Modern jazz to Bush’s barn-dance

Will Afghan adventure end the heady love affair with Obama?

Commentary: Eamonn McCann

If George Bush were proposing what Obama proposed at the Nato summit last weekend, many would now be railing against him. But he’s not George Bush. He’s modern jazz to Bush’s barn-dance.

Svelte and eloquent, with a wife the epitome of cool and the most charming of children, Obama comes on as both a contented family man and a celebrity intellectual. Plus, he has a reservoir of goodwill to draw on. He can do things that Bush wouldn’t dare, while maintaining trust and credibility at home and abroad. So far.

At Strasbourg, Obama made plain he intends to proceed with his plan to increase US troop levels in Afghanistan from 38,000 to more than 60,000. But, as the New York Times reported from Strasbourg, “His calls for a more lasting European troop increase were politely brushed aside.” Five thousand fresh European soldiers will be concentrated in areas outside the main combat zones and are committed only until Afghan elections in the autumn.

“I want everybody to understand that our focus is to defeat Al Qaeda,” Obama told the Nato gathering. What is this but a restatement seven and a half years later of Bush’s rationale for invading Afghanistan in the first place? Back in 2001, for Americans in particular, it made a sort of emotional sense. Bin Laden’s outfit had its operational headquarters and main training facilities in Afghanistan.

But not any longer. All reports and intelligence estimates agree that Al Qaeda has long ago relocated, mainly to border regions of Pakistan.

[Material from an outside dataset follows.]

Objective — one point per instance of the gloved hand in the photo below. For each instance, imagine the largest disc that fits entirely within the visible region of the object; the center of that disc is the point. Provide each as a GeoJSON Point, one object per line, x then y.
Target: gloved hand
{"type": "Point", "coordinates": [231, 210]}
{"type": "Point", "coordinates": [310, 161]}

The military or political point of pouring more resources into the Afghan occupation at this point is far from clear. What it suggests is that the occupation is becoming bogged down.

In Pakistan, too, precedent tells that the Obama strategy of extending the US military effort may be headed for disaster. Unlike its neighbour, Pakistan is not relatively small (180 million as against 20 million people), chronically underdeveloped, with few natural resources and minor strategic significance. It is a nuclear power of importance to US global strategy and with separate and distinct interests of its own.

Yet, far from being calculated to win the hearts and minds of the Pakistani people and help maintain the country’s stability, US intervention might have been designed to create enemies and alienate people. Pakistani government officials were quoted at the weekend saying that, “American drone attacks on the border are causing a massive humanitarian emergency ... As many as a million people have fled their homes in the Tribal Areas to escape attacks.”

Tom Hayden made the relevant point in the Huffington Post on Monday: “Military occupation, particularly a surge of US troops into the Pashtun region in southern Afghanistan and Pakistan, is the surest way to inflame nationalist resistance... The levels of suffering are among the most extreme in the world, and from suffering, from having nothing to live for, comes the will to die for a cause.”

Other aspects, too, of US policy in the region haven’t changed for the better under Obama. His executive order against torture appears not to apply to Afghanistan. The notorious Bagram prison outside Kabul, its walls the colour of dried blood, is not being closed down but is undergoing major expansion.

Obama was born the year Kennedy became president. The neat coincidence might have persuaded a man as erudite as himself to read up on Vietnam. But apparently not. (Contrary to myth, it was Kennedy, not Johnston or Nixon, who took America into Vietnam.)

Vietnam rather than Iraq may provide the precedent and parallel. The initial declaration of an idealistic motive, the subsequent confidence that conditions can be created for early, honourable withdrawal, the projection of an enemy threatening the region, even the world, bafflement as the mission becomes mired in a cloying reality, semi-covert widening of the battlefield across national borders, surges of troops and escalation of weaponry to regain momentum towards victory, growing hostility among the local population, gathering anger and disillusionment at home...

The Carnegie Endowment spelled it out for him in January: “The only meaningful way to halt the insurgency’s momentum is to start withdrawing troops” — which is what many Americans, naively perhaps, trusted would happen when they swarmed to give Obama their votes.

Obama was always going to face a contradiction between the huge expectations his campaign engendered and the practicalities of office.

He bracketed himself with Lincoln and Roosevelt, quoted Frederick Douglass (“Power concedes nothing ... we are going to have to struggle”) with approval, repeatedly made reference to the civil rights movement, suggesting a radical challenge to the existing order while inviting measurement against a high standard. Last weekend, as he struggled unsuccessfully to bring his partners with him on the Afghan adventure, Washington’s Pew Research Centre — an independent non-profit ‘fact tank’ — reported that, contrary to widespread perception, American politics is more polarised now than at the equivalent points in the presidencies of Nixon, Reagan, George Bush or George W.

This has less to do with Democrats deserting Obama than with Republicans stiffening against him. It represents a return to sharp partisanship.

Obama still has a lot going for him. But maintain political dominance and popularity back home and the goodwill of the wider world while continuing the occupation and raising the stakes in Afghanistan and Pakistan?

No, he can’t. Sooner than expected, for Obama a crunch is coming.